To take another prominent example, a low-calorie diet is known to increase the life spans of creatures ranging from flatworms to rats, but no one knows why, or whether it will help humans live longer. Inflammation provides a clue: Dietary restriction sharply inhibits the inflammatory response, and that may be part of why it promotes longevity at the same time that it reduces insulin resistance and slows dementia. Yet another widely discussed theory of why we age blames the shortening of telomeres, chromosomal structures that, in most cells, dwindle with each division and may ultimately limit the number of times any cell can divide. It is possible that inflammation could play a role here, too, because it prompts the faster turnover of cells in the immune system and other tissues.

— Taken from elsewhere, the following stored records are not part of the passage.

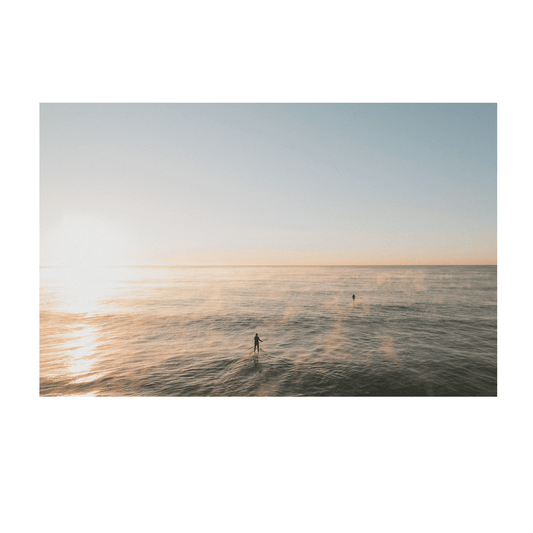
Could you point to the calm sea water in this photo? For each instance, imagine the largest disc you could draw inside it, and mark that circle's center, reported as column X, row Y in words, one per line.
column 188, row 331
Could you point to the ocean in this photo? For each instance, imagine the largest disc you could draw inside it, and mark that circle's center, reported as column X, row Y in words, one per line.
column 189, row 331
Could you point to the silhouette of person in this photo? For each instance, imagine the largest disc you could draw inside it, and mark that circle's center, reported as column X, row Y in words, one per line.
column 257, row 340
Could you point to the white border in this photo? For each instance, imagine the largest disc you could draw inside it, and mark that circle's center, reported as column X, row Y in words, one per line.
column 30, row 96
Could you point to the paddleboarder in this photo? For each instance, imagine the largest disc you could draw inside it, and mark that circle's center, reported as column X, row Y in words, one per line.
column 257, row 340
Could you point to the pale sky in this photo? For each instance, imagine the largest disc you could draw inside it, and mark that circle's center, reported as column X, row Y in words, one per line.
column 251, row 184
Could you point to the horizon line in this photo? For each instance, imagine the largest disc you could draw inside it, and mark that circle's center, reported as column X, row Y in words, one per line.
column 260, row 266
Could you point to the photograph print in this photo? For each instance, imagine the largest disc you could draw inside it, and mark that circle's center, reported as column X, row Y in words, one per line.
column 268, row 249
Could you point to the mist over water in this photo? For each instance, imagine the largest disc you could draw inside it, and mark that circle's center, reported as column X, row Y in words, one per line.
column 188, row 331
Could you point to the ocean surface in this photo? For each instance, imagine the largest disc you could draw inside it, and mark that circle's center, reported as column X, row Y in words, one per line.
column 188, row 331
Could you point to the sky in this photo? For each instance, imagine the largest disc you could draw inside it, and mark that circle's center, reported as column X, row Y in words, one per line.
column 267, row 184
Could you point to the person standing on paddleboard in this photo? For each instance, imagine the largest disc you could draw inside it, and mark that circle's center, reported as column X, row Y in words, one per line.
column 257, row 340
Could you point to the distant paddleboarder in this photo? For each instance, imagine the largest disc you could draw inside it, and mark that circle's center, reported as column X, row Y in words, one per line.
column 257, row 340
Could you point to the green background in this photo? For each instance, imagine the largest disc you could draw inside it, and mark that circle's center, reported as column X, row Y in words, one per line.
column 259, row 474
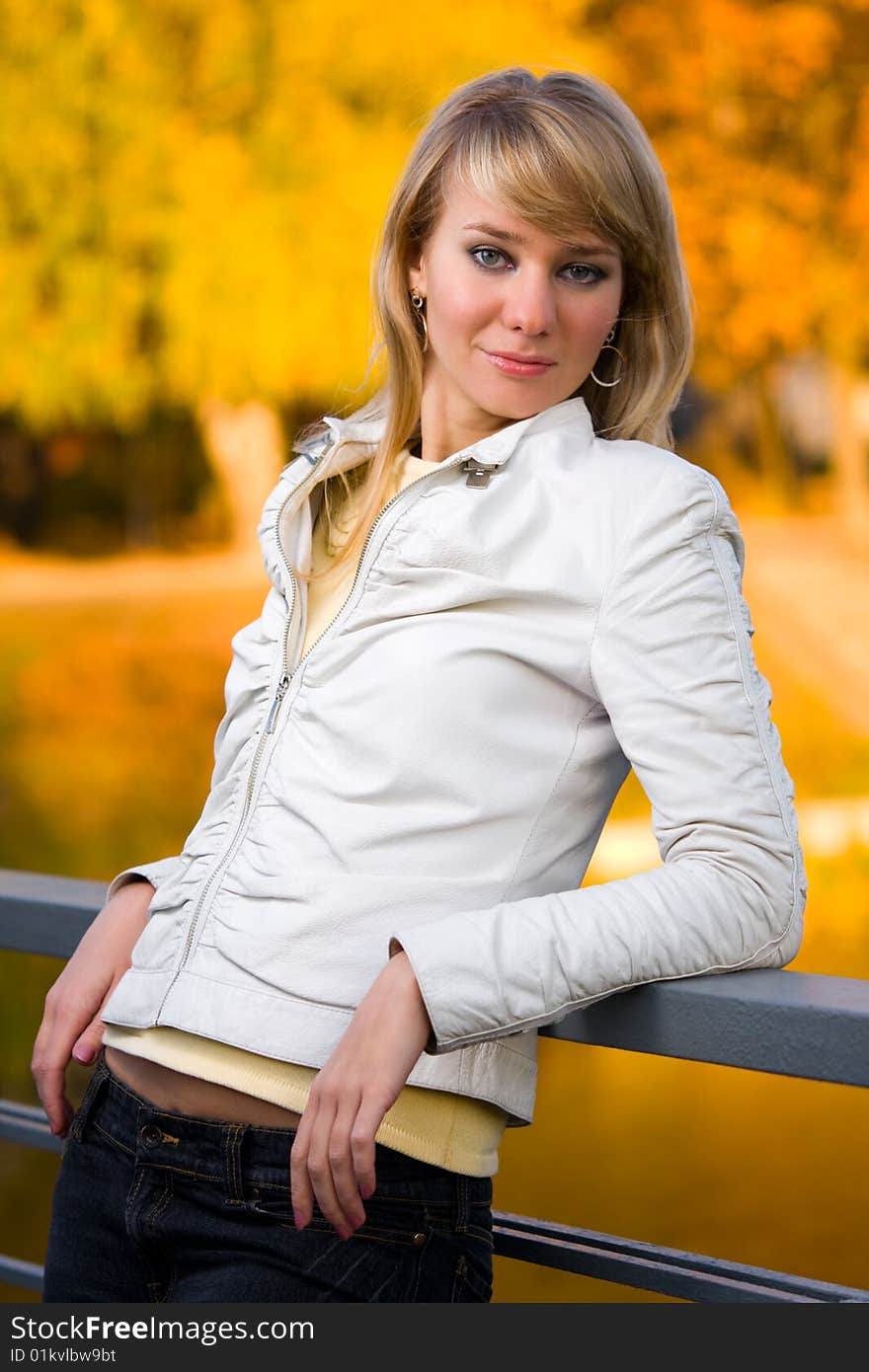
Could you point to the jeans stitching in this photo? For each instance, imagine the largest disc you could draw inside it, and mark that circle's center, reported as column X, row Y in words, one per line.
column 112, row 1139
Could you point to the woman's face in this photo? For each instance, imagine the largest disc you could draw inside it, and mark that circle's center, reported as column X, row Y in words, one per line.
column 507, row 288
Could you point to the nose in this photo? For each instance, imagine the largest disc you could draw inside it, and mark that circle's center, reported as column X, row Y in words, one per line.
column 528, row 302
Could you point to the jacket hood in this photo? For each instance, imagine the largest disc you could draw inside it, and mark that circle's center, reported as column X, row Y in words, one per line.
column 287, row 524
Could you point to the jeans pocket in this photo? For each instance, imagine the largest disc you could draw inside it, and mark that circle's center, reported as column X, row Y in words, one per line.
column 387, row 1220
column 472, row 1276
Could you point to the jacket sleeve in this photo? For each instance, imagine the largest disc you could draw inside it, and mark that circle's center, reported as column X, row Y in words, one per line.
column 245, row 689
column 154, row 872
column 672, row 664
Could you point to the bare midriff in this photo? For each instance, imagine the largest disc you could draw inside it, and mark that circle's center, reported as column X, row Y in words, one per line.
column 178, row 1091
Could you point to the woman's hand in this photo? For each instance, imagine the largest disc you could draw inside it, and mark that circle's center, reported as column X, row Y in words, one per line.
column 73, row 1006
column 333, row 1157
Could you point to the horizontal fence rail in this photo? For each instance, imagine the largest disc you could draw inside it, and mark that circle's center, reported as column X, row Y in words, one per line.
column 784, row 1023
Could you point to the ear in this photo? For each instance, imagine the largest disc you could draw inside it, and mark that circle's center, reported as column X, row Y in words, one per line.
column 416, row 276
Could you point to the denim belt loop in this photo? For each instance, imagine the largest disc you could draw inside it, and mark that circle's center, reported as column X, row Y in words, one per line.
column 234, row 1175
column 463, row 1196
column 88, row 1101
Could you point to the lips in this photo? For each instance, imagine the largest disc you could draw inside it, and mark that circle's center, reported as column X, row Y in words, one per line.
column 526, row 357
column 519, row 365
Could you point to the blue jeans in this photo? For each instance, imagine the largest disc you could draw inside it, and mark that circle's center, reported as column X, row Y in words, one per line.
column 151, row 1205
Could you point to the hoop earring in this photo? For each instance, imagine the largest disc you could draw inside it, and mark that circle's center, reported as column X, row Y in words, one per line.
column 418, row 301
column 608, row 344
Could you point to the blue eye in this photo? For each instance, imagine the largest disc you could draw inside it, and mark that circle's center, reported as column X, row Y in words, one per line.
column 596, row 271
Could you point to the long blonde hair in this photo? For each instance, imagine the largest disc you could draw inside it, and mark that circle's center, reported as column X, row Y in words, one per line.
column 565, row 152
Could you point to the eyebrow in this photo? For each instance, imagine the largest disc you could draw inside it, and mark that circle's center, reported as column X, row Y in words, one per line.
column 516, row 238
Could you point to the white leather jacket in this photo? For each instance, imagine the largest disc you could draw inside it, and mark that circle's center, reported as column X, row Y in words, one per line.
column 528, row 620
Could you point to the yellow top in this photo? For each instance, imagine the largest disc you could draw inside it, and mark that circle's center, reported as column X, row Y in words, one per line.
column 450, row 1131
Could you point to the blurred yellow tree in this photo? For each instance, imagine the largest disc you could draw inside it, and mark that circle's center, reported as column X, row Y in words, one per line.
column 193, row 191
column 759, row 114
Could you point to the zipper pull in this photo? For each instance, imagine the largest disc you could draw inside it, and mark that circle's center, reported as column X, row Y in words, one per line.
column 278, row 695
column 479, row 472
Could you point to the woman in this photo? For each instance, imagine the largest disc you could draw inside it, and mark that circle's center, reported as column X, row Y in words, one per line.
column 495, row 589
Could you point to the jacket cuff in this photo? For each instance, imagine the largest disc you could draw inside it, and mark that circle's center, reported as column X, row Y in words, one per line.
column 153, row 872
column 450, row 998
column 432, row 1043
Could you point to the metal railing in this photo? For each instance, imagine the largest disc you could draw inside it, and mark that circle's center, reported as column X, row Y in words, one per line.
column 783, row 1023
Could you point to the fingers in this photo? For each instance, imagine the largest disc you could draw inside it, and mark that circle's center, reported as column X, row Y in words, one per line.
column 333, row 1163
column 48, row 1070
column 59, row 1036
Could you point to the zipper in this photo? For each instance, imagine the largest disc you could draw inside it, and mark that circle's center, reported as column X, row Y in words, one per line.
column 468, row 465
column 479, row 475
column 252, row 776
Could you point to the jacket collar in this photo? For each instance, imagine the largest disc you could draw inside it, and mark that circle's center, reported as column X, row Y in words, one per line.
column 349, row 439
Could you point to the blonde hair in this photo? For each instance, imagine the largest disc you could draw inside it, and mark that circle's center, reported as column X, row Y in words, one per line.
column 565, row 152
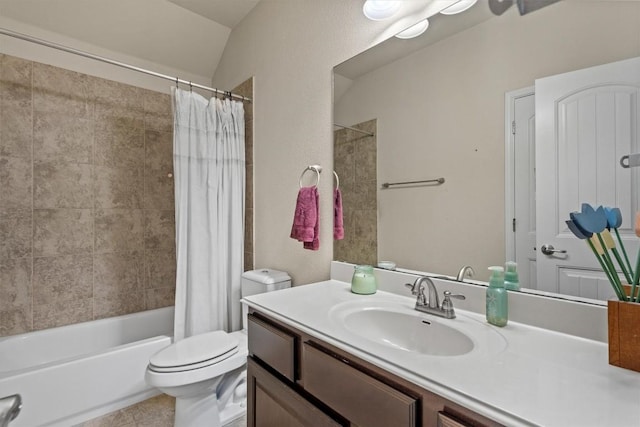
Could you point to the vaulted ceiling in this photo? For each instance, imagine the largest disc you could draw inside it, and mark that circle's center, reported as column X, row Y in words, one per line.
column 188, row 35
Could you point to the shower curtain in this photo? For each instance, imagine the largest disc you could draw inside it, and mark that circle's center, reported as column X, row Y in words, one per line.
column 209, row 169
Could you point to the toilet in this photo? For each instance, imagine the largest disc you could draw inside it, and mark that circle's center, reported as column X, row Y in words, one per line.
column 206, row 373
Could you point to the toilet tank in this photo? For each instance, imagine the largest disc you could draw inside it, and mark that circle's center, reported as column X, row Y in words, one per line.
column 264, row 280
column 261, row 281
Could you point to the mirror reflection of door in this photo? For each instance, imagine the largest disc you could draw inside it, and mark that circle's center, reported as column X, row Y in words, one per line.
column 586, row 121
column 521, row 202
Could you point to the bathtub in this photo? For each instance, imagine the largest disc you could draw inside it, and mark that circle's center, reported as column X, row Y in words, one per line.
column 75, row 373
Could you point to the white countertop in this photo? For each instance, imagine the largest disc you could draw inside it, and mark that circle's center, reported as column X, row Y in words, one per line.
column 529, row 376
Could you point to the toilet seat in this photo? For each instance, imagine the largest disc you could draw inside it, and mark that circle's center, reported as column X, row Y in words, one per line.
column 196, row 352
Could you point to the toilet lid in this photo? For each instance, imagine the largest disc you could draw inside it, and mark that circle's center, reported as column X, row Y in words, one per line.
column 196, row 351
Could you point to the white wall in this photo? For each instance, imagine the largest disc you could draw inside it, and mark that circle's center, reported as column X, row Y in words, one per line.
column 441, row 114
column 291, row 46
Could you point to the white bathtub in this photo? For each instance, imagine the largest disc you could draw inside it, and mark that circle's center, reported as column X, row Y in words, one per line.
column 74, row 373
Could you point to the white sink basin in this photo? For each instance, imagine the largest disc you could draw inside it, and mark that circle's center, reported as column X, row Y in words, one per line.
column 407, row 332
column 398, row 327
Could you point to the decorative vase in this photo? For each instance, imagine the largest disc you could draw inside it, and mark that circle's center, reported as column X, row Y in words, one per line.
column 624, row 334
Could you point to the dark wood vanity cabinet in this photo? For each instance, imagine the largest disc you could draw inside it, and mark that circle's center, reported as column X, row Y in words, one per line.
column 295, row 380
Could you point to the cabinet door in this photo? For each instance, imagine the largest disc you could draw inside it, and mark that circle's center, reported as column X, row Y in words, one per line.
column 271, row 403
column 360, row 398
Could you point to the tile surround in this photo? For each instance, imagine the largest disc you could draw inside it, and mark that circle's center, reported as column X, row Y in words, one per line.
column 355, row 162
column 80, row 162
column 86, row 208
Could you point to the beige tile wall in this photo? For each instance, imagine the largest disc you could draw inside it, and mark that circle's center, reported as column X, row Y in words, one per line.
column 86, row 206
column 355, row 162
column 246, row 89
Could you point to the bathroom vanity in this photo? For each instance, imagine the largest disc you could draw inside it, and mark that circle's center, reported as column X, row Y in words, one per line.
column 295, row 379
column 322, row 356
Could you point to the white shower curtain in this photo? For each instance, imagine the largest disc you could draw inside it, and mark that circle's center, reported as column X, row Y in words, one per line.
column 209, row 169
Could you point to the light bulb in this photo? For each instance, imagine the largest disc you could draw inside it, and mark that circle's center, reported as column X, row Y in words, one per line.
column 414, row 30
column 378, row 10
column 461, row 6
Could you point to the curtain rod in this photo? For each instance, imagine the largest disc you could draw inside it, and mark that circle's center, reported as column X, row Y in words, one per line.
column 117, row 63
column 354, row 129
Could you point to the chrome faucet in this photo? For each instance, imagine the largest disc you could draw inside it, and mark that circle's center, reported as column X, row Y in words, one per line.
column 467, row 270
column 9, row 409
column 430, row 303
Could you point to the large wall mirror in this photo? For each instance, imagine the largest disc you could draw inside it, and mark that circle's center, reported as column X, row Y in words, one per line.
column 440, row 106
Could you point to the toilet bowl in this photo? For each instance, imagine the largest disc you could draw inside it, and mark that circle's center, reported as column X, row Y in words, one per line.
column 206, row 373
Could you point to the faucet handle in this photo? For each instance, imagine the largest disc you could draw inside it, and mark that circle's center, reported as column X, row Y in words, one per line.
column 414, row 291
column 447, row 305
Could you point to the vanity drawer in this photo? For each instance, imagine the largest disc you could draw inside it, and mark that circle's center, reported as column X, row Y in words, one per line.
column 272, row 345
column 360, row 398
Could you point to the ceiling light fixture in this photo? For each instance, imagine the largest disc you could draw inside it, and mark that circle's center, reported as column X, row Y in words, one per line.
column 378, row 10
column 414, row 30
column 461, row 6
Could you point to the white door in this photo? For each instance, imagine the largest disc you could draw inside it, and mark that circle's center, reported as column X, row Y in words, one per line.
column 523, row 223
column 585, row 121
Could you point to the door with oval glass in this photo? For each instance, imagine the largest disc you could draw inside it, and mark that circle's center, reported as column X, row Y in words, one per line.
column 586, row 120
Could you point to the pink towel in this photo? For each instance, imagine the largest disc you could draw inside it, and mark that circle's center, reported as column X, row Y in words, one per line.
column 305, row 219
column 338, row 221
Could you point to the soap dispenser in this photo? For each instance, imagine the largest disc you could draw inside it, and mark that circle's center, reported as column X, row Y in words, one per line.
column 511, row 282
column 497, row 298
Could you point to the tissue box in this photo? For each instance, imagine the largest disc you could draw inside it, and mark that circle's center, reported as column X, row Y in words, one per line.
column 624, row 334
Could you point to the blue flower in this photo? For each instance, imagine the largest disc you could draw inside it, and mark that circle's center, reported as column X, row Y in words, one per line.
column 589, row 219
column 614, row 217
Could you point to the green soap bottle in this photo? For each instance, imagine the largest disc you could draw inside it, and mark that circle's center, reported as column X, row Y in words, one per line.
column 511, row 282
column 497, row 298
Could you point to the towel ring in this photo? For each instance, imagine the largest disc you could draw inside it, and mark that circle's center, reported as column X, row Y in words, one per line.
column 315, row 168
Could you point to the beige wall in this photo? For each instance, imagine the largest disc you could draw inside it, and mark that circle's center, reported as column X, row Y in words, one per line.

Still, nobody thinks that there is a single root cause of aging—different species may age in different ways, and multiple mechanisms are probably at work. “I think it would be a mistake to suggest that inflammation is the cause of aging, or that all theories of aging must be tied to it,” Cohen says. Then again it may not ultimately matter whether inflammation is the most significant cause of our decay. More important is that inflammation offers an unparalleled opportunity to do something about it.

Some ways to reduce inflammation are elementary. It is impossible to know exactly what is going on in Jim Hammond’s body, but all the aspects of his regimen—healthy food, exercise, and a good attitude—reduce systemic inflammation. Those of us without his tenacity can turn to drug companies, which are exploring new anti-inflammatory drugs like flavonoids. Researchers are also looking at new uses for old drugs—trying to prevent Alzheimer’s using ibuprofen, for example. “The research is really to prevent the chronic debilitating diseases of aging,” says Nir Barzilai, a molecular geneticist and director of the Institute for Aging Research at the Albert Einstein College of Medicine in New York. “But if I develop a drug, it will have a side effect, which is that you will live longer.”

Some of this research stretches the boundaries of what we know. Rudi Westendorp, head of the department of gerontology and geriatrics at the Leiden University Medical Center, is trying to treat old-age depression with drugs that are currently used for autoimmune conditions like rheumatoid arthritis. Harvard University researchers are considering a vaccine against atherosclerosis, which may provoke a reaction that suppresses inflammation.

The caveat with these experiments is that by modifying inflammation, we are playing with fire. After all, fighting off infection is an absolutely essential bodily function. “The danger of monkeying around in a system like that is that you may do more harm than good,” Cohen says. But humans appear willing to renegotiate the ancient evolutionary bargain that traded robust reproductive health for frail old age.

Think of Jim Hammond if you have any doubts. In his blog, he describes running the 800-meter race in the 2007 National Senior Olympics games. “I won in a photo finish, and I broke the national record,” he wrote. The crowd went nuts. At the age of 93, Hammond had the most exhilarating experience of his entire life.